To live among friends is the primary essential of happiness.
The beauty and clearness of the dynamical theory, which asserts heat and light to be modes of motion, is at present obscured by two clouds. I. The first came into existence with the undulatory theory of light, and was dealt with by Fresnel and Dr. Thomas Young; it involved the question, how could the earth move through an elastic solid, such as essentially is the luminiferous ether? II. The second is the Maxwell–Boltzmann doctrine regarding the partition of energy.
Quaternions came from Hamilton after his really good work had been done, and though beautifully ingenious, have been an unmixed evil to those who have touched them in any way.
Tesla has contributed more to electrical science than any man up to his time.
Do not imagine that mathematics is hard and crabbed, and repulsive to common sense. It is merely the etherealization of common sense.
I am afraid I am not in the flight for “aerial navigation”. I was greatly interested in your work with kites; but I have not the smallest molecule of faith in aerial navigation other than ballooning or of expectation of good results from any of the trials we hear of. So you will understand that I would not care to be a member of the aëronautical Society.
Symmetrical equations are good in their place, but 'vector' is a useless survival, or offshoot from quaternions, and has never been of the slightest use to any creature.
There cannot be a greater mistake than that of looking superciliously upon the practical applications of science.
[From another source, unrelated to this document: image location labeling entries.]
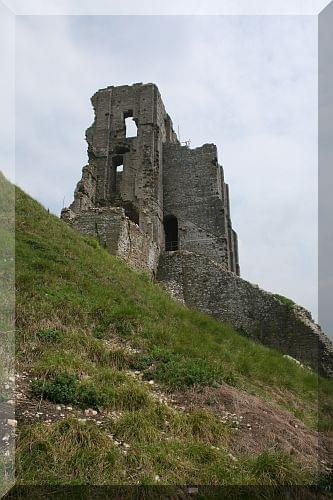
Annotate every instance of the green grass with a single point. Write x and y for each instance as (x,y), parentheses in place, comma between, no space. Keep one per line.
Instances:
(71,297)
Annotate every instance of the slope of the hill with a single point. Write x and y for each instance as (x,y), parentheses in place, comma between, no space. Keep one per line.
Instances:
(119,384)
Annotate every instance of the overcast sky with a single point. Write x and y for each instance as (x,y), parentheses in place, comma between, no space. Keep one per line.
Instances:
(248,84)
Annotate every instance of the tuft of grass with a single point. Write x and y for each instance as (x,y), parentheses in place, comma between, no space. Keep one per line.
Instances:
(277,468)
(284,300)
(68,283)
(67,452)
(60,389)
(50,335)
(107,389)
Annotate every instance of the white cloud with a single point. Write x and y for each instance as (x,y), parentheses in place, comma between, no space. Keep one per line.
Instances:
(247,83)
(148,7)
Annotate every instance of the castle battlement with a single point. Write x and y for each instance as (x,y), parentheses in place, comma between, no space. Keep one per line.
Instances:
(176,195)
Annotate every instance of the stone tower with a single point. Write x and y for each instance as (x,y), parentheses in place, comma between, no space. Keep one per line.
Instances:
(164,208)
(145,194)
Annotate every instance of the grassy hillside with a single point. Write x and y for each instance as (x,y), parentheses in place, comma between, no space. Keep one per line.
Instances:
(93,334)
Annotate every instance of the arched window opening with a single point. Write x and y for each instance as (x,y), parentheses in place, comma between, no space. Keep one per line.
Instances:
(116,174)
(130,125)
(171,233)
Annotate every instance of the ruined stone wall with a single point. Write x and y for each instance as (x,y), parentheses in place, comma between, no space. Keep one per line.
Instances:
(195,193)
(204,285)
(140,183)
(118,234)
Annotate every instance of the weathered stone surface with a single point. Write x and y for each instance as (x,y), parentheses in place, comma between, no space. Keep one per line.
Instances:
(158,178)
(118,234)
(205,285)
(143,196)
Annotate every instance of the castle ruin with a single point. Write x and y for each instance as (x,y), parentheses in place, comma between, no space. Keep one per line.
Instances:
(164,208)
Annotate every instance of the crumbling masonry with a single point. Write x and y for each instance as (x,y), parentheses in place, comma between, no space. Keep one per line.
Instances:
(164,208)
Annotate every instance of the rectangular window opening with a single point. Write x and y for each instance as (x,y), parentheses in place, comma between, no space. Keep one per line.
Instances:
(131,127)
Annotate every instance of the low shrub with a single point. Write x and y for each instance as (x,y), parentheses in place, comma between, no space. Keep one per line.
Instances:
(60,389)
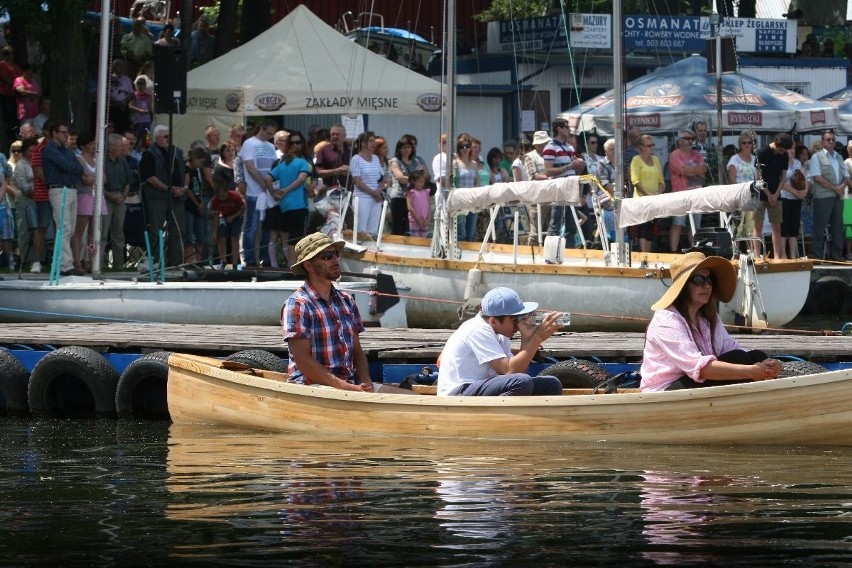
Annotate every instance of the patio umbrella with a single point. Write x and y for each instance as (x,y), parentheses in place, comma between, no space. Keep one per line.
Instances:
(676,96)
(842,101)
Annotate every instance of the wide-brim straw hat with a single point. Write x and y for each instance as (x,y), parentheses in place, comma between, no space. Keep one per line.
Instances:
(309,247)
(682,269)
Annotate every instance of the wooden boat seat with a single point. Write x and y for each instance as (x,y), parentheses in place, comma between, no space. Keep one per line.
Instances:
(433,390)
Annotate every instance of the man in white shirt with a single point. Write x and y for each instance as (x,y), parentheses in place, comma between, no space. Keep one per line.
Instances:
(257,155)
(439,169)
(478,361)
(831,180)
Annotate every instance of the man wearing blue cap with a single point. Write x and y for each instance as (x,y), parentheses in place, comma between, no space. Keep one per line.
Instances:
(478,361)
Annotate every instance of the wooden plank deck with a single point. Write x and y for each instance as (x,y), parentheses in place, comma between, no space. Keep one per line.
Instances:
(386,345)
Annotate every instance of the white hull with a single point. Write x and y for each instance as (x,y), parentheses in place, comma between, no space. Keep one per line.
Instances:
(77,299)
(599,297)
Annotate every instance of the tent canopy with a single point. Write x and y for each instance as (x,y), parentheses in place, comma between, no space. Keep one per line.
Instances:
(676,96)
(303,66)
(842,101)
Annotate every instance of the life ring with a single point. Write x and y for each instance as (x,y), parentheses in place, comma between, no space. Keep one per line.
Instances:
(13,385)
(73,381)
(141,391)
(577,373)
(259,359)
(799,368)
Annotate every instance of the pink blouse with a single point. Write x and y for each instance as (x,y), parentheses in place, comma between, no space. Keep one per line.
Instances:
(671,351)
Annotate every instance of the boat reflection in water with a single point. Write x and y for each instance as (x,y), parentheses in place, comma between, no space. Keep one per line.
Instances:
(381,501)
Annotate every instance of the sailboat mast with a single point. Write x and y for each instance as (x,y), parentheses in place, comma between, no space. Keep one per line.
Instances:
(450,62)
(100,131)
(618,126)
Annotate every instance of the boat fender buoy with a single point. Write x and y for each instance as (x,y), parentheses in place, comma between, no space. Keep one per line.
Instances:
(577,373)
(259,359)
(73,381)
(13,385)
(141,391)
(799,368)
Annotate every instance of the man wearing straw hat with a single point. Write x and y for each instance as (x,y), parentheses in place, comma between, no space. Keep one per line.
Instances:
(321,323)
(686,344)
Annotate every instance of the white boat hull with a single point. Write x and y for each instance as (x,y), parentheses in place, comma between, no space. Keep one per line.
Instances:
(76,299)
(598,297)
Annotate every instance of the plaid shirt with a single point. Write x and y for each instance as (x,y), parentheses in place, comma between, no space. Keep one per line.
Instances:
(331,328)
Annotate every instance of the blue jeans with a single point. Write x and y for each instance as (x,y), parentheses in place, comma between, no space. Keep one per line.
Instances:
(250,233)
(513,384)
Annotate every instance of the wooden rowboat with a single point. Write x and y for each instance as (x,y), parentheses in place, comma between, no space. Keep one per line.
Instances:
(803,410)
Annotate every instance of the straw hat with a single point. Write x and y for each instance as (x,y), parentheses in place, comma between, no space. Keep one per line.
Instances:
(309,247)
(541,137)
(683,268)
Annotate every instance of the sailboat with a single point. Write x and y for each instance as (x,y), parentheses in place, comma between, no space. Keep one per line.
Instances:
(610,289)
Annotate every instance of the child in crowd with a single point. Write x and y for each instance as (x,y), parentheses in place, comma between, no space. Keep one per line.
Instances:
(417,198)
(230,206)
(140,107)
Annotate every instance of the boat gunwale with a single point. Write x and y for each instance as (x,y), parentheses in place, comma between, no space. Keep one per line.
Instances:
(196,365)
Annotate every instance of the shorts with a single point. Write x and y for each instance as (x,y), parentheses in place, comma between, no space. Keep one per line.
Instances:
(29,212)
(196,228)
(44,214)
(774,212)
(683,221)
(273,220)
(791,217)
(86,204)
(295,224)
(230,230)
(7,223)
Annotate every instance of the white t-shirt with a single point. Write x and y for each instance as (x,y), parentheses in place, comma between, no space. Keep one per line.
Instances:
(467,355)
(370,172)
(519,163)
(263,155)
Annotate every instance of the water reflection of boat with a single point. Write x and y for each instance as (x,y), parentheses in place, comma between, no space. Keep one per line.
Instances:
(806,410)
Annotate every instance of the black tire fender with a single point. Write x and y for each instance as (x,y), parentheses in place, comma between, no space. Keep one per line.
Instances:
(577,373)
(141,391)
(259,359)
(799,368)
(73,381)
(13,385)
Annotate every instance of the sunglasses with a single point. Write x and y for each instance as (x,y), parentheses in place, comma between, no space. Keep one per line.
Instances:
(701,280)
(328,255)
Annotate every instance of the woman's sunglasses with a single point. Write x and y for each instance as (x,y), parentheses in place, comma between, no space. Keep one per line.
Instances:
(701,280)
(328,255)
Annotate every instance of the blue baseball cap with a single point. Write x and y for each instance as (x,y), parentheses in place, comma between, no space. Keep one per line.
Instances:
(505,302)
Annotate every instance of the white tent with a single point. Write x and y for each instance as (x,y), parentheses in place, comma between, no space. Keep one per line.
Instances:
(301,66)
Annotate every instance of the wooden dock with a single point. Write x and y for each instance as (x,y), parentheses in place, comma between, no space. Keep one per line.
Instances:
(384,345)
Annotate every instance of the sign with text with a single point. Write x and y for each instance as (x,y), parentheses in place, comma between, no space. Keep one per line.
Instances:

The life and soul of science is its practical application; and just as the great advances in mathematics have been made through the desire of discovering the solution of problems which were of a highly practical kind in mathematical science, so in physical science many of the greatest advances that have been made from the beginning of the world to the present time have been made in earnest desire to turn the knowledge of the properties of matter to some purpose useful to mankind.
There is nothing new to be discovered in physics now. All that remains is more and more precise measurement.